La diàtriba, o diatrìba[1] (dal lat. diatrĭba, a sua volta dal gr. διατριβή), è una forma di argomentazione della filosofia greca. Il termine contiene in sé il concetto di contrasto, di attrito, che, però, conduce a un risultato positivo; il significato etimologico è quello di consumo del tempo e di tempo dedicato allo studio.
La diatriba è una discussione, conversazione, o conferenza, su luoghi comuni etici che si rivolge a un pubblico generale, più ampio di quello della scuola filosofica di appartenenza. La discussione può assumere connotazione particolarmente violenta e aggressiva e, non di rado, ricorre all'ironia e alla demistificazione. Fu molto usata, in particolar modo, dai cinici e dagli stoici (si parla, a volte, di diatriba cinico-stoica).

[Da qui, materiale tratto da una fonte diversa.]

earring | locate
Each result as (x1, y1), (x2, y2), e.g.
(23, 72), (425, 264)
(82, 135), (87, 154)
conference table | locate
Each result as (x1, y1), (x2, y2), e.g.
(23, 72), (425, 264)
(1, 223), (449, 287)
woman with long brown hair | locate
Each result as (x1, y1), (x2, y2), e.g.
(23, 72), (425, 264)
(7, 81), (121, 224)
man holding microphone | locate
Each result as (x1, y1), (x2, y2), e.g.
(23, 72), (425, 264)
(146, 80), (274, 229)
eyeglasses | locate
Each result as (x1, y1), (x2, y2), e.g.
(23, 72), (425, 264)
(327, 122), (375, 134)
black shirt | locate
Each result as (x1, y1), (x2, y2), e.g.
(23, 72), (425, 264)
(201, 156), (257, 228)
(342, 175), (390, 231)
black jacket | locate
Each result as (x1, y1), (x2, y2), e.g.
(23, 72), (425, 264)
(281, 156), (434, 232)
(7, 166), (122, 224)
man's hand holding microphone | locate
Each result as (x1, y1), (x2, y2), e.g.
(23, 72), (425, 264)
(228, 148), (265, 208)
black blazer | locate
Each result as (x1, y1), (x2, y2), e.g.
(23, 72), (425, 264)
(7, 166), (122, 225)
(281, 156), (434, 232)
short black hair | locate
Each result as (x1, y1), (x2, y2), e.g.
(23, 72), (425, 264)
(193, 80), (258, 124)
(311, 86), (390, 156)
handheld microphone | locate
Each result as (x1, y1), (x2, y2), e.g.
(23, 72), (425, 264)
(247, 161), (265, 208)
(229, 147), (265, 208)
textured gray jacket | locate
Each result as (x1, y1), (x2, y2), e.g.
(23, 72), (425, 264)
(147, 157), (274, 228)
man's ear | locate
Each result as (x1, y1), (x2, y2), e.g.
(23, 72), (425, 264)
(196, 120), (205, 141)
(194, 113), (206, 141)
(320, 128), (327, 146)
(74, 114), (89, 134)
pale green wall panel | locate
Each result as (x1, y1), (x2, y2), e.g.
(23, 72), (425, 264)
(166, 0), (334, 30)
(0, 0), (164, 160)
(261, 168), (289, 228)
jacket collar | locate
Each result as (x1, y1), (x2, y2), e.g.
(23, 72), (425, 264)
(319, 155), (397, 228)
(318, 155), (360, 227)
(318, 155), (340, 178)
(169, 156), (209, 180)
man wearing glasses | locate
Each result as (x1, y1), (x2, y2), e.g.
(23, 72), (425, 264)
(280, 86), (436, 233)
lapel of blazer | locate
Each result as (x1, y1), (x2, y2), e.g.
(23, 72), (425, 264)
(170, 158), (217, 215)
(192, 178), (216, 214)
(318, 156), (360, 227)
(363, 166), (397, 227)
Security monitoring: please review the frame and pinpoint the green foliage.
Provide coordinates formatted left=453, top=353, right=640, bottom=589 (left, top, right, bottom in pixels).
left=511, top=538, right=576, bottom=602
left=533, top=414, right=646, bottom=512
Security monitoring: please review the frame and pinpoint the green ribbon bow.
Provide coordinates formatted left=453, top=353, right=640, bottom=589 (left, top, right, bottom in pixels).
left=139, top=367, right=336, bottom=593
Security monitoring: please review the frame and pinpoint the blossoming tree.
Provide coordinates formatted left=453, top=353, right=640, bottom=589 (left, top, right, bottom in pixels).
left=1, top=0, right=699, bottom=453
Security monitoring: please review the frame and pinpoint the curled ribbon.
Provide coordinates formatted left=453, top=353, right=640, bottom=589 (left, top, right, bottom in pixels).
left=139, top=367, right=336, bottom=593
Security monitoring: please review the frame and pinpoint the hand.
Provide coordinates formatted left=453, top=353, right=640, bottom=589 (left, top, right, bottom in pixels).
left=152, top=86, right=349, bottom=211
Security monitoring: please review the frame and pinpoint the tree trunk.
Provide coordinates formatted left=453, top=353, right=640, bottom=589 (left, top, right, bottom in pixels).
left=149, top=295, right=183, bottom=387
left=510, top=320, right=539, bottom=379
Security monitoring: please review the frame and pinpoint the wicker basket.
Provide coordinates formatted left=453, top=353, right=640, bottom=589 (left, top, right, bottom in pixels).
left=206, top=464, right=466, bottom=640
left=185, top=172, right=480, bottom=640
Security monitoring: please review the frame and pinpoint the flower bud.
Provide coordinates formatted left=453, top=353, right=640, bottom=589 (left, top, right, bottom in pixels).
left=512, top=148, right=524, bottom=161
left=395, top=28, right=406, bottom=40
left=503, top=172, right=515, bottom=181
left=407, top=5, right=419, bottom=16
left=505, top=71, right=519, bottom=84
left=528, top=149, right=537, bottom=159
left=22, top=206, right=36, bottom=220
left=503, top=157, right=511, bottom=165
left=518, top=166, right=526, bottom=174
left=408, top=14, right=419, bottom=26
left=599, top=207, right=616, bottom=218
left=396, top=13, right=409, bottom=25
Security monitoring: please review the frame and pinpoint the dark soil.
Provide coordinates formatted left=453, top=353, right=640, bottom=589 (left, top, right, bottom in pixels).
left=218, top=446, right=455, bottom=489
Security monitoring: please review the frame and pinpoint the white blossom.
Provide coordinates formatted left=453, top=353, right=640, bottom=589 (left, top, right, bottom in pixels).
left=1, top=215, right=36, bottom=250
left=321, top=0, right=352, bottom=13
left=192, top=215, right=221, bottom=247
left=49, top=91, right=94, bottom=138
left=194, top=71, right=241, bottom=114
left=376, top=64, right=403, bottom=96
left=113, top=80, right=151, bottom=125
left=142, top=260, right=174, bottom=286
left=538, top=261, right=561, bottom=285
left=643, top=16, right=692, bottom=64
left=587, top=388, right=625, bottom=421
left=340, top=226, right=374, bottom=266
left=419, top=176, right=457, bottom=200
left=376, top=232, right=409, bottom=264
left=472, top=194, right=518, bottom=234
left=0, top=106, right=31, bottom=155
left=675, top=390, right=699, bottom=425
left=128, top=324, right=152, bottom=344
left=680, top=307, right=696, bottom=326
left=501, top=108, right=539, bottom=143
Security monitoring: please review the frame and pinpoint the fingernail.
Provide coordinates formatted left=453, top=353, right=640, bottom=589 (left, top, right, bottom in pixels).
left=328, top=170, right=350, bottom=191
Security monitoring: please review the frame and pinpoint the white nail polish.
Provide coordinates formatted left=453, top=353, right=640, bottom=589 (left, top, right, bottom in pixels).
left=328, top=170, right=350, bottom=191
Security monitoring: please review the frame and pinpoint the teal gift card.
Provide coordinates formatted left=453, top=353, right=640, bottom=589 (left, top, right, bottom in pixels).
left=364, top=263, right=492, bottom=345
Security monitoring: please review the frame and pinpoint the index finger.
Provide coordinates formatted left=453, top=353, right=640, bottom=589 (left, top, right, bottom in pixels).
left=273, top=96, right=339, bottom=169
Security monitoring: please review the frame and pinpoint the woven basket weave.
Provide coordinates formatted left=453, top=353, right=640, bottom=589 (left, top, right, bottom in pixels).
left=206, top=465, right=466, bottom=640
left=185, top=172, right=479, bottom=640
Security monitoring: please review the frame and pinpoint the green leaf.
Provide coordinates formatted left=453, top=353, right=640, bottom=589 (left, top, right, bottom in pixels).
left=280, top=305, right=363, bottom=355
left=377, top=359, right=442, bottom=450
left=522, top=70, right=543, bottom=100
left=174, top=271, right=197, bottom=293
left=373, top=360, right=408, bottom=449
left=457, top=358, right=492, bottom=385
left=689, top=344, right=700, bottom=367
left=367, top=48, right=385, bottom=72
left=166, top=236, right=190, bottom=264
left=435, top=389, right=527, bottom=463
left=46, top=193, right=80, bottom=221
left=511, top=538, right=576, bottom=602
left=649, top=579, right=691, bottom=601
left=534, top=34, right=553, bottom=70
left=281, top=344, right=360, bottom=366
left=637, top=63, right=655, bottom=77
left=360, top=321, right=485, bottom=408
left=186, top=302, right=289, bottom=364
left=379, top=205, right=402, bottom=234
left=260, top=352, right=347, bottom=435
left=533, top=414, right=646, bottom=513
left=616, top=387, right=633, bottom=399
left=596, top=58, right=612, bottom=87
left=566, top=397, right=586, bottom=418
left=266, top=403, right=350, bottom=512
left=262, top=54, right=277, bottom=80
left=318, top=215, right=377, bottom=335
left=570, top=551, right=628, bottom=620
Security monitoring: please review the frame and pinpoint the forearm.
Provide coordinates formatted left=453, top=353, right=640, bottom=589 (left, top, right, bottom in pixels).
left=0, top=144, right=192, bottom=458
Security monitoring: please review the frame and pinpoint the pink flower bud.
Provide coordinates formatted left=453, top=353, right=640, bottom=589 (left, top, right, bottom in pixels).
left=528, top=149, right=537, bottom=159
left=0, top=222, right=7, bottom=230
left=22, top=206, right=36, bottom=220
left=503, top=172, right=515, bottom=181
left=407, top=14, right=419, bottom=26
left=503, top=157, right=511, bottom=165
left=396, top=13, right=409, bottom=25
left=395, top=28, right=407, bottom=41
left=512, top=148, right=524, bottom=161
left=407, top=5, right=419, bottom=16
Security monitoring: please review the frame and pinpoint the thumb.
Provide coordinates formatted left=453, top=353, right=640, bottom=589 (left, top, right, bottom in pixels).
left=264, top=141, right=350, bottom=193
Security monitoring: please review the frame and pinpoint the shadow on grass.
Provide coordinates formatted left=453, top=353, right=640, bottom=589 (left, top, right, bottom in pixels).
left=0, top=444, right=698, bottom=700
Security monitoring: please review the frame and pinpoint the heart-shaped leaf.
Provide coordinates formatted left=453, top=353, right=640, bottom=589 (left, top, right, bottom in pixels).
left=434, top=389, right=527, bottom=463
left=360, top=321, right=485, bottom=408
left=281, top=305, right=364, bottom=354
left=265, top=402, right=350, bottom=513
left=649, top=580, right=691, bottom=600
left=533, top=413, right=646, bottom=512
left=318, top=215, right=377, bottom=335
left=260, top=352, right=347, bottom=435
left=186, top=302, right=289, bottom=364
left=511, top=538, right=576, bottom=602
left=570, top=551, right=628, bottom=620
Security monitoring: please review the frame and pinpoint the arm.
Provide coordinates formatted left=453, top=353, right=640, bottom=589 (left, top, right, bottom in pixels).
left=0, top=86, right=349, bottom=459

L'uso della diatriba risale a Socrate, mentre, nell'età ellenistica, rimanda a Diogene. Bione di Boristene, vissuto tra il 325 e il 255 a.C., la elevò a genere letterario nelle sue Diatribe, tramandate in frammenti. Cicerone vi si riferisce come a trattati di morale destinati al popolo.
La si ritrova nella letteratura latina: ad esempio, nelle Satire di Orazio, che ne riproducono le caratteristiche, e nei Dialoghi di Seneca.